Пират неожиданно зарычал.
Она испуганно отпрянула, однако успела разглядеть его, скукожившегося от холода, его щеку в засохших разводах вчерашних слез.
- Ах ты, подлюка, - сказала она псу, сразу успокоившись, - ну я счас... - и, бормоча на ходу угрозы, побежала в дом. Вышла вскоре о обломком лыжной палки в руке.
Просунув железный наконечник в конуру, она принялась яростными тычками ширять пса под ребра. Пес жался к стене, рычал, огрызался, а потом, когда, должно быть, стало невмоготу, цапнул ее за палец. Она вскрикнула и выронила палку.
От поднятого шума он проснулся, выполз из конуры, жмурясь на свет.

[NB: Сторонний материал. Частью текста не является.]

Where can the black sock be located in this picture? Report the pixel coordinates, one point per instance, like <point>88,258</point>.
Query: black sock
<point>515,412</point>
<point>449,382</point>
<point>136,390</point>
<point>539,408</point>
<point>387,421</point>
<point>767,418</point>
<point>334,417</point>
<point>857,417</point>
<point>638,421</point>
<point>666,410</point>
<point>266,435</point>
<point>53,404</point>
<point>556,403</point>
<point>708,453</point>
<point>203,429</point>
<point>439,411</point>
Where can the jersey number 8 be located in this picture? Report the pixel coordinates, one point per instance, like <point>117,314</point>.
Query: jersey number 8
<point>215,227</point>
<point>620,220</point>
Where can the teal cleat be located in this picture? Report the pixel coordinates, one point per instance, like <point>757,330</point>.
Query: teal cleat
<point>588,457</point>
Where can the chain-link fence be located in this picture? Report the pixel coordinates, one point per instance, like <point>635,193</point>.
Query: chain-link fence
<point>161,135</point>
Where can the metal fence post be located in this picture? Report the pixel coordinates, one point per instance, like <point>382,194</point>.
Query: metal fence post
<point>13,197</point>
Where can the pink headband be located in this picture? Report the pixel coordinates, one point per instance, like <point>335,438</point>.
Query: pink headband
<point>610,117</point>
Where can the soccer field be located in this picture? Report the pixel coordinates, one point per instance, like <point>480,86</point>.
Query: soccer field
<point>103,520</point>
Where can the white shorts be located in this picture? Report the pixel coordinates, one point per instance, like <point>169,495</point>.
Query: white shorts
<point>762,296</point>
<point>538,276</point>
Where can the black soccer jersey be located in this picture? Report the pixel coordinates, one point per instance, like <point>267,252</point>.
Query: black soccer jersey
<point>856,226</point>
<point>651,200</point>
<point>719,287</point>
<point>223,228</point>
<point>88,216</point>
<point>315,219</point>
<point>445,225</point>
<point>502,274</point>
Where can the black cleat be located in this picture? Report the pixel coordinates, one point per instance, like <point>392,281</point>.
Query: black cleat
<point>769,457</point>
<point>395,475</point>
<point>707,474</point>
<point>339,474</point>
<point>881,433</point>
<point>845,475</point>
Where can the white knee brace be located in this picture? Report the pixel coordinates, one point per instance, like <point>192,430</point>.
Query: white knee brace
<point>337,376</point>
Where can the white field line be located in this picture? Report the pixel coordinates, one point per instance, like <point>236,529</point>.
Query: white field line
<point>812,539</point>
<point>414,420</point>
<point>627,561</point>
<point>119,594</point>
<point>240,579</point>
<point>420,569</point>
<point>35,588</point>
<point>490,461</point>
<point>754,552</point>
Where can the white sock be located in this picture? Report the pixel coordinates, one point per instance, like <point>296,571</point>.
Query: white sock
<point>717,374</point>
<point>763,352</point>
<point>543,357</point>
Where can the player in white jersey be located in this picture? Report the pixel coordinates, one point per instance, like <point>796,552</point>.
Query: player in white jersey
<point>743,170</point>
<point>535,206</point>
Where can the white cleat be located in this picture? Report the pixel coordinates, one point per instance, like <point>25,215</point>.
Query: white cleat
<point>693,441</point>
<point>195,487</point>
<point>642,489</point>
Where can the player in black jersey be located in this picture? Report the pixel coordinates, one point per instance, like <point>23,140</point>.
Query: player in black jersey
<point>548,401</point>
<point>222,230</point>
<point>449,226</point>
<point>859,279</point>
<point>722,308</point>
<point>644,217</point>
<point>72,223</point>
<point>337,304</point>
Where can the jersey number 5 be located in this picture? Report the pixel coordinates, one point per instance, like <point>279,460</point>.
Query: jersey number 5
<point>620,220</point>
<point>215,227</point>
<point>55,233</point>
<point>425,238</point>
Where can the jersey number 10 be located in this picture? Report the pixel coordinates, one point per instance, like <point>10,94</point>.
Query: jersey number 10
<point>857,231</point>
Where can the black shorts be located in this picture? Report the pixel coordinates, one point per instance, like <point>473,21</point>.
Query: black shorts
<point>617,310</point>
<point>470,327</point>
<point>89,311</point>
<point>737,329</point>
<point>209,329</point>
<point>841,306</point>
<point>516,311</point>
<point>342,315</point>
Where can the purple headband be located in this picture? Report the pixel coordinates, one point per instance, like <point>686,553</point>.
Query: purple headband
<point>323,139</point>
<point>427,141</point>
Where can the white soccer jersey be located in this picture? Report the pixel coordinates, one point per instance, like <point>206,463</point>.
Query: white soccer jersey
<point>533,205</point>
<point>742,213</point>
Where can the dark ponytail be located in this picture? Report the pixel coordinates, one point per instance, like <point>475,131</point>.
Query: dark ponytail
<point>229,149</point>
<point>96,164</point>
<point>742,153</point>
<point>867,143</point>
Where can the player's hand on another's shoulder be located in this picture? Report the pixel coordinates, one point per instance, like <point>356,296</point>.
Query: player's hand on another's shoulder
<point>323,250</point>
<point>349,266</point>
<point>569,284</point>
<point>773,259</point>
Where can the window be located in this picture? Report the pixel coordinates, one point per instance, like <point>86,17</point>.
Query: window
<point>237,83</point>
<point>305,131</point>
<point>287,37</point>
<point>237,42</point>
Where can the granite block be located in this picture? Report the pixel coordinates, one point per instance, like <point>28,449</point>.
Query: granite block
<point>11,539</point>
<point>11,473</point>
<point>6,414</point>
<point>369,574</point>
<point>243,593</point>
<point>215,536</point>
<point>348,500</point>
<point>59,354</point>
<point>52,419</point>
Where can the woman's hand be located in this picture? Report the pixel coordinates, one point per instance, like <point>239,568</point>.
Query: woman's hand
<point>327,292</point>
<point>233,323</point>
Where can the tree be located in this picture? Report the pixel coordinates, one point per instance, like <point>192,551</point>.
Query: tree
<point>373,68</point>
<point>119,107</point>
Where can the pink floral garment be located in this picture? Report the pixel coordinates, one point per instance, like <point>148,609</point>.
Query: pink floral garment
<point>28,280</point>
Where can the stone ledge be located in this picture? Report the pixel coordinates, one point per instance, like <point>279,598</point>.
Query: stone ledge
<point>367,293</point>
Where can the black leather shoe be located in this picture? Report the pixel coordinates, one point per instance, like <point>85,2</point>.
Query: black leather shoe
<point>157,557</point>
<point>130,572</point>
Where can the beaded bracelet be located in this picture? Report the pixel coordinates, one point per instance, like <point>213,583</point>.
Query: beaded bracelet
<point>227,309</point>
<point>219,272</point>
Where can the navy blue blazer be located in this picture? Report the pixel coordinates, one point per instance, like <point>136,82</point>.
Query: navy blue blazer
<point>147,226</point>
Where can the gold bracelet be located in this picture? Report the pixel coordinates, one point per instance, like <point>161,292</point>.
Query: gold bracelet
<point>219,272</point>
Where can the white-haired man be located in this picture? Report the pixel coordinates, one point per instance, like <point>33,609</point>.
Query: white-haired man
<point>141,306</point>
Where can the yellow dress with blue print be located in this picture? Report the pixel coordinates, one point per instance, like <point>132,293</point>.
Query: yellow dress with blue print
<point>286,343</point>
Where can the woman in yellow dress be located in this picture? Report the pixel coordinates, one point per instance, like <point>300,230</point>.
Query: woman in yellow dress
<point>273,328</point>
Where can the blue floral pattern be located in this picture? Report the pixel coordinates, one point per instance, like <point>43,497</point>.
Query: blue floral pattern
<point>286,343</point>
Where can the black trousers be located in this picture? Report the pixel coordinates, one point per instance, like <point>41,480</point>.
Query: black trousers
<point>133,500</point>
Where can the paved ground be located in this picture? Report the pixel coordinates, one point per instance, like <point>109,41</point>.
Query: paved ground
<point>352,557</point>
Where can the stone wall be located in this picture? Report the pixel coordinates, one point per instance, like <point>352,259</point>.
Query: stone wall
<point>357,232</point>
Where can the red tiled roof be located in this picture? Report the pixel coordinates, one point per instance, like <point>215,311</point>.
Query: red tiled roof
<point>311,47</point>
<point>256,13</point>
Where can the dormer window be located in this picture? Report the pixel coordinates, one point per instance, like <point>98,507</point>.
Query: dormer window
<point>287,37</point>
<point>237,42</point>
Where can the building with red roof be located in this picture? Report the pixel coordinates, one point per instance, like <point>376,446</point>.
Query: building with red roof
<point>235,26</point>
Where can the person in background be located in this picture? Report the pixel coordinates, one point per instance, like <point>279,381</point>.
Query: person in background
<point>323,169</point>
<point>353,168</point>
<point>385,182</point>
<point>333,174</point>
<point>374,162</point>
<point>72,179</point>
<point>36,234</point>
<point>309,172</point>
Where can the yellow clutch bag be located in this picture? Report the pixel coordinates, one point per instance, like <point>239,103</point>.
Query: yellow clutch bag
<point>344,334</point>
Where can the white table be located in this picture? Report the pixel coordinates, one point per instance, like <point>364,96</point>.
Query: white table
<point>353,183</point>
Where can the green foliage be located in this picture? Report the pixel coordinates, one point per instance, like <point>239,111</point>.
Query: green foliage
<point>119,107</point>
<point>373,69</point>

Она трясла запястьем, плакала, ругалась сквозь слезы.
- Гляди, - кричала она, - чего эта зверюга сделал... до крови кусил. А если бешеный? Ой, лихо мне, сегодня же будку в прах разломаю...
И с причитаниями мелкой пошатывающейся трусцой заторопилась снова в дом.

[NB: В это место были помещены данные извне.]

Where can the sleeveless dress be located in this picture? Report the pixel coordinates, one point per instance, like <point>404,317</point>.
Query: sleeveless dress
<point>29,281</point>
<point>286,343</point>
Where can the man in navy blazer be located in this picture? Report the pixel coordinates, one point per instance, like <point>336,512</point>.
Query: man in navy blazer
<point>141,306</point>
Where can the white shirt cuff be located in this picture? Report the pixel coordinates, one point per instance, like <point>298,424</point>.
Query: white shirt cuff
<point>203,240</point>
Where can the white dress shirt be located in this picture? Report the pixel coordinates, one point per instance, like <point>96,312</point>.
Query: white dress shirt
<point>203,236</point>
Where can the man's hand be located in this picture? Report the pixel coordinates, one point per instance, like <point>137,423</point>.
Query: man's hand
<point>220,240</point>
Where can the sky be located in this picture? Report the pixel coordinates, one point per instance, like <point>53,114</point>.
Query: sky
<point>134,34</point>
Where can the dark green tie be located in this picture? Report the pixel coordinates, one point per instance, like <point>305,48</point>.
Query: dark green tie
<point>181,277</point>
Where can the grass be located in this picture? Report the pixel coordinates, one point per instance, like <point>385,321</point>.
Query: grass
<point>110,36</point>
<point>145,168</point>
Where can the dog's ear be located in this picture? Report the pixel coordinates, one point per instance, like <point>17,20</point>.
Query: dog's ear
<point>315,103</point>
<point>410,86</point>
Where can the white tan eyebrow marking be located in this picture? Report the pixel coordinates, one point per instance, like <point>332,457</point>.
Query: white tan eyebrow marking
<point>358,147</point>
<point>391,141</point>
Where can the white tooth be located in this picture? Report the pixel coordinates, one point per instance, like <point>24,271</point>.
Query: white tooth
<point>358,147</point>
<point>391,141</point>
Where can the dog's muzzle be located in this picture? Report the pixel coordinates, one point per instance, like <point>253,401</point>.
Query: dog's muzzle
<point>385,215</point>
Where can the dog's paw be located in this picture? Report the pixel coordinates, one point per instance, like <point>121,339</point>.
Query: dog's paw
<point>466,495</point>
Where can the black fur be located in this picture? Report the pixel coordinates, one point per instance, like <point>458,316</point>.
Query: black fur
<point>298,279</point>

Пес затих в глубине конуры, стал зализывать разодранную железным наконечником губу.
Подняв выроненный ею обломок, он живо влез внутрь и неловко ткнул наконечником Пирату в бок.
- Ты зачем кусил, а? Зачем кусил?
Пес заперебирал лапами, теснясь своим костистым задом в дальний угол конуры.
- Тварь такая, - сказал он и ударил Пирата по голове.
Пес взвизгнул жалобно и заморгал, отводя взгляд (осознал, видать, старый свою оплошку!). тогда он снова ударил.
В этой собачьей покорности и беззащитности ощутил он внезапно некую неиспытываемую прежде для себя сладость. И захотелось еще!
В слезящихся глазах Пирата стояли недоумение и боль, в то время как он, распалясь, ширял его под ребра железным наконечником, при этом торжествующе приговаривал: «Тварь... тварь... тварь...»
Заиграла гармоза,
а я думала, гроза.
Без любови прожить можно...
Уже вовсю громыхали по улице мастодонты-самосвалы, сизый дым, восходя, смешивался с трепещущим над ручьем бесплотным туманом. Со стороны больших домов заохала, гулко застреляла свай-баба: оп-па! оп-па! И тяжкий ритм ее ударов странно и загадочно совпадал с ритмом этой нехитрой песенки, звучавшей ниоткуда - из воздуха, из дыма выхлопов, из собачьей боли, из стойкого безлюдья грохочущей улицы.